While scientists first noticed the orange waters in 2018, satellite imagery reveals the transformation actually began as early as 2008.

“The issue is slowly propagating from small headwaters into bigger rivers over time,” O’Donnell said. “When emergent issues or threats come about, we need to be able to understand them.”

The timing coincides with Alaska’s warmest years on record.

Researchers noted the most dramatic color changes occurred between 2017 and 2018, when the state experienced unprecedented heat and unusually high snowfall that further insulated the ground and accelerated permafrost thaw.

This Isn’t Just Happening in Alaska

Similar phenomena are appearing across the Arctic.

Researchers spotted two orange streams while flying from British Columbia to the Northwest Territories. Studies in Colorado’s Rocky Mountains show similar metal contamination in mountain streams, with increases in sulfate, zinc, and copper concentrations over the past 30 years.

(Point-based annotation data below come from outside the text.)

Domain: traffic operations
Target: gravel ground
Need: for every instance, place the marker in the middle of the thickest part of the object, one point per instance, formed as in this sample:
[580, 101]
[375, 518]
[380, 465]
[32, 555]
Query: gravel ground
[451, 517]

The Chilean Andes, European Alps, and Pyrenees in northern Spain have all documented comparable changes.

What Happens Next Could Affect Millions?

“As the climate continues to warm, we would expect permafrost to continue to thaw,” O’Donnell said. “Wherever there are these types of minerals, there’s potential for streams to be turning orange and becoming degraded in terms of water quality.”

The research team is in year two of a three-year grant to understand which areas might be at risk next.

But one thing is already clear: what’s happening in Alaska’s rivers is a preview of changes that could sweep across the entire Arctic as the planet warms.

Alaska’s environmental disasters have global implications, from the Exxon Valdez oil spill that forever changed marine ecosystems to today’s orange rivers serving as a stark warning about accelerating climate change impacts.

The Bottom Line: A Pristine Wilderness Is Rusting Away

Roman Dial, a biology professor who spent a month in the Brooks Range in 2020, put it bluntly: “All the hardrock geologists who look at these pictures, they’re like, ‘Oh, that looks like acid mine waste.'”

But there are no mines here.

Just the Earth itself, bleeding orange as ancient ice melts away.

Update: Scientists are currently studying whether rivers can recover if cold weather returns and permafrost refreezes. Early results suggest the damage may be permanent in many watersheds. We’ll update this story as new research emerges.